Free State Project Early Mover Jody Underwood
Jody Underwood, Ph.D moved to New Hampshire for the Free State Project in 2007. She is a founder and owner of Bardo Project and is one of the faces of Bardo Farm, a 210-acre off-the-grid farm in Croydon, NH that hosts a varying number of people who wish to live off the land, learning and using back-to-basics skills. Naturally raised meats, emu oil, and other products from Bardo Farm are available for sale at Community Market Day events. Ask about their great deals on CSA (community-supported agriculture) subscriptions!
School Choice in New Hampshire
Underwood focuses on K-12 education, professionally and as the chair of the Croydon school board, which recently instituted school choice. The school board included non-religious private schools as part of the choice, which was originally supported by the State Department of Education, though they’re now challenging it for reasons that are still unknown:
In 2014 the tiny town of Croydon implemented a cost-savings school choice program that enables families to pick alternatives to their ‘anchor’ Newport district schools. Although the NH DOE gave tacit approval of their plans along the way, they now want to put an end to it. Currently four Croydon students are utilizing the program to attend a private school at a savings of approximately $16K to the town.
In September 2015 the Attorney General sent a ‘cease and desist’ letter to the Croydon School Board demanding that they stop making tuition payments to the private school within 20 days. The Croydon School Board, with support from the residents and selectman, did not comply as they believe they are properly following state law.” —New Hampshire Union-Leader
Underwood’s goal is to figure out ways to revolutionize education. She will soon be testifying on Bill HB 1637, which aims to clarify NH school choice law in a way that will force the Department of Education and Attorney General to recall their overreaching legal injunctions and let the Croydon school board get back to the business of matching kids with educational settings that best suit them as individuals.

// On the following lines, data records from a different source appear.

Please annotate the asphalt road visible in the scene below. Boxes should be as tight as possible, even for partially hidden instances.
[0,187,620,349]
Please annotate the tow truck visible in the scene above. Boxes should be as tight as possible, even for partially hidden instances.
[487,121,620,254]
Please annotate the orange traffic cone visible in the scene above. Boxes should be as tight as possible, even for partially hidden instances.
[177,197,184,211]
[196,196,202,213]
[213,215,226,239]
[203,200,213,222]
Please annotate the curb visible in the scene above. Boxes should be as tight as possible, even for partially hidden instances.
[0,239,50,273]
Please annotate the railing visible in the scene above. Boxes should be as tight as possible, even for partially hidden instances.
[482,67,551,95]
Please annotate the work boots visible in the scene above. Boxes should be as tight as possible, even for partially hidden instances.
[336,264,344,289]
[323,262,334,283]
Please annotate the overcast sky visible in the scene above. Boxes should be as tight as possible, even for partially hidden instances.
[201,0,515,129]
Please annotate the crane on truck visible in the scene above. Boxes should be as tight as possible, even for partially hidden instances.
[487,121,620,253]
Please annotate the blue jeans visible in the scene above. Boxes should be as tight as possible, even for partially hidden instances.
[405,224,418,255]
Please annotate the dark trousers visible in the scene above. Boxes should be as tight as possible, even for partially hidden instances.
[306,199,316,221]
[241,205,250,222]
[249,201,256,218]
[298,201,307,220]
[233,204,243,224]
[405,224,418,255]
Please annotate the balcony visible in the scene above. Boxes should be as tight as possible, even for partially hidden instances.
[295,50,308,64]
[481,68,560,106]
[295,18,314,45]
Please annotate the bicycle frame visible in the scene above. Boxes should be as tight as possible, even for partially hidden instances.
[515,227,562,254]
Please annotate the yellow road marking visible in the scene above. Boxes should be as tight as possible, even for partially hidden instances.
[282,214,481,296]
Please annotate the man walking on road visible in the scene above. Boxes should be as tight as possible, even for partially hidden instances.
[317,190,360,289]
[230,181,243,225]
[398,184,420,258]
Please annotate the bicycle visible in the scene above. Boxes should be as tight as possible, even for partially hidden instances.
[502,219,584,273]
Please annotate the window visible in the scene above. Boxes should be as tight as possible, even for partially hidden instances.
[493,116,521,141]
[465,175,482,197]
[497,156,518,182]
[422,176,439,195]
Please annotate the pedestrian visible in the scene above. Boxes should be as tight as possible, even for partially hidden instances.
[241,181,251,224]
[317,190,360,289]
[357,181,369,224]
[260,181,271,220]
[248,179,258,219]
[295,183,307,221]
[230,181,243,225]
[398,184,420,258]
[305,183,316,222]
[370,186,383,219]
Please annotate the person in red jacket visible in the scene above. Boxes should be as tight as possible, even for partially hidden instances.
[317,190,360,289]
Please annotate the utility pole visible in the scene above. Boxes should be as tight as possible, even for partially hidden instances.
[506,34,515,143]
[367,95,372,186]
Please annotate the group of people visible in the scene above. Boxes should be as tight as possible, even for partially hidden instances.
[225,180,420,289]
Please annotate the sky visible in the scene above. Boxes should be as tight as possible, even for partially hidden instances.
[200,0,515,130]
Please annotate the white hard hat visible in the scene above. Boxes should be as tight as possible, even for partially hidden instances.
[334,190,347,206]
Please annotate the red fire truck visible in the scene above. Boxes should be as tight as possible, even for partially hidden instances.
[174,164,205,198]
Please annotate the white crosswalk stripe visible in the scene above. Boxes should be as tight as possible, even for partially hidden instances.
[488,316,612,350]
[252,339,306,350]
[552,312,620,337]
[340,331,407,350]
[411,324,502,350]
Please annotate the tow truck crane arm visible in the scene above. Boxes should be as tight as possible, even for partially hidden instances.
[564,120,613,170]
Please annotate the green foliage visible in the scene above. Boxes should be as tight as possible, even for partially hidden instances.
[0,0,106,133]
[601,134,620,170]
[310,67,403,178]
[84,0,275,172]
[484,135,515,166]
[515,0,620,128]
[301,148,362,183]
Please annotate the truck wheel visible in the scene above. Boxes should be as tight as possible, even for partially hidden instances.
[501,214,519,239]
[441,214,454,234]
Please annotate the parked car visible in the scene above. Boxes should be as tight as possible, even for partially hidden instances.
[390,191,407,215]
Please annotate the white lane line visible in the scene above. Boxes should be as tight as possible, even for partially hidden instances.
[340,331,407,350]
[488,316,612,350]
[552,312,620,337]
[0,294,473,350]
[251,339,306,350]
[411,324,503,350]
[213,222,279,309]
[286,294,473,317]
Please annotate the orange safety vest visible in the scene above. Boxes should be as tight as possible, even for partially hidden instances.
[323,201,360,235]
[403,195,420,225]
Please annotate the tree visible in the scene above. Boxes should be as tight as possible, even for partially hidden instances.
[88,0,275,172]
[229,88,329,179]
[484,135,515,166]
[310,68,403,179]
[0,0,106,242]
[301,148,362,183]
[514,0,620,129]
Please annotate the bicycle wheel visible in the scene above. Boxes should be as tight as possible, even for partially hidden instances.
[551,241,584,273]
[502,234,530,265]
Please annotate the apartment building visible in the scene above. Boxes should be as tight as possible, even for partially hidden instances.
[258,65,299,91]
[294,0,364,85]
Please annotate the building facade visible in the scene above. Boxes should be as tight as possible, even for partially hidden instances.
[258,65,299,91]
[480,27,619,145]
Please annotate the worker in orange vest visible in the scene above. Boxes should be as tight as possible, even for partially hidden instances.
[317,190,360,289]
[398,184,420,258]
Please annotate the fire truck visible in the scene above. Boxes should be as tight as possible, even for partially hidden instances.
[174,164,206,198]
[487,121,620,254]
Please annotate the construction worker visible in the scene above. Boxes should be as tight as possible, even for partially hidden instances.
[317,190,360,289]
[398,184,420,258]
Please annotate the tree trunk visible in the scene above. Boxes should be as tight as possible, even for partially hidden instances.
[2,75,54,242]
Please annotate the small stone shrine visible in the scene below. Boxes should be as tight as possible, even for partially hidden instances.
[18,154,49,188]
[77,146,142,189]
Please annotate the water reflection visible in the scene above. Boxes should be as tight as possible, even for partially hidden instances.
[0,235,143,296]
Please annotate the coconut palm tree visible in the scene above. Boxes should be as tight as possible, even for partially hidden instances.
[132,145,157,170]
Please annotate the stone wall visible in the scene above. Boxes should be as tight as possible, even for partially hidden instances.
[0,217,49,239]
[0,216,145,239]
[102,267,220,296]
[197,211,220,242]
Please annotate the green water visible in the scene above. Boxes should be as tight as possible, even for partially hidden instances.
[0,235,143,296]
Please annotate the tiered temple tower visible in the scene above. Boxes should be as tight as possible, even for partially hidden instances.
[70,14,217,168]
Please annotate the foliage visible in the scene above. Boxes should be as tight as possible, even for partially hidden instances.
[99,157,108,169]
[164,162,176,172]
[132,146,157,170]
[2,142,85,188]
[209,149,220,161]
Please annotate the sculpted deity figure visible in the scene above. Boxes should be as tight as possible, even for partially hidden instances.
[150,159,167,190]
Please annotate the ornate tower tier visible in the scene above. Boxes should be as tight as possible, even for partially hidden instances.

Bill HB 1637 will also allow other school districts to step up and do the same, without the fear of being sued by the State. The approach pioneered by Croydon would allow school districts to focus on educating children, while providing parents much more input as to how that should be done. It also saves local taxpayers money both in the short run—by sending kids to private schools that charge less than public schools—and in the long run, since allowing competition will help rein in the bloated costs of public education. This would also provide incentives for innovative educators that are able to cater to students who are not being served by the current monopoly that public schools unfortunately enjoy.